I just have no idea how to resolve it.

----------

## papas

so you  have 2 dhcp servers, but  as you wrote above your pc was  working fine for some time. NeddySeagoon was right, you are connecting in different network and seems that docker has nothing to do with it. Did you change the switchport that your pc usually connect to? You must  attach your pc to the right network.

Your router is a powerful machine but i never had the chance to work with it.(Who has configured it?)

Btw there is several configurations to make it work. I think the easiest way is to assign a switchport to the same subnet as the wifi or you can connect your alarm-dhcp server in the second wan port of your router (you  have two wan ports), but is still  mystery to me, how your wired-network was working before.

----------

## Ant P.

Right, so it's not the docker stuff. My bad.

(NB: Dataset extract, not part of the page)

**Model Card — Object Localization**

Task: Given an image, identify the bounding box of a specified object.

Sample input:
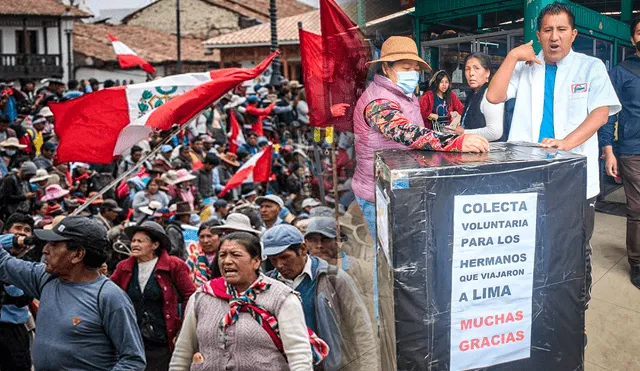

You'll need to either figure out how to turn the DHCP server off on those things, or put them on an isolated LAN segment behind a real multi-homed router or managed switch.

----------

## zebbedi

I think i've found the problem. I was infact misreading the wireshark analysis (i've not used it before so not massively familiar with it) but it wasn't nest. It was a cctv security camera. I turned off all wireless in order to try to block the nest smoke alarm but it continued to happen so by a process of elimination i removed each hard wired device one by one and eventually discovered it's the camera that is spamming the network. I don't know why yet but at least the network is now working again properly with all devices.

----------

## Tony0945

The last two posts were very interesting. I was just thinking this morning of buying a thermostat that connects to the internet. Except I've been resisting that. The only reason for buying one is that the high end better T-stats all are internet connected, I was thinking I could set the firewall to block all incoming and outgoing traffic to that external address. It sounds like that's not sufficient.  Best of all would be to make my own T-stat from a Raspberry Pi.

This ties into those two posts, but please, Mr. moderator, split it if it's not.

----------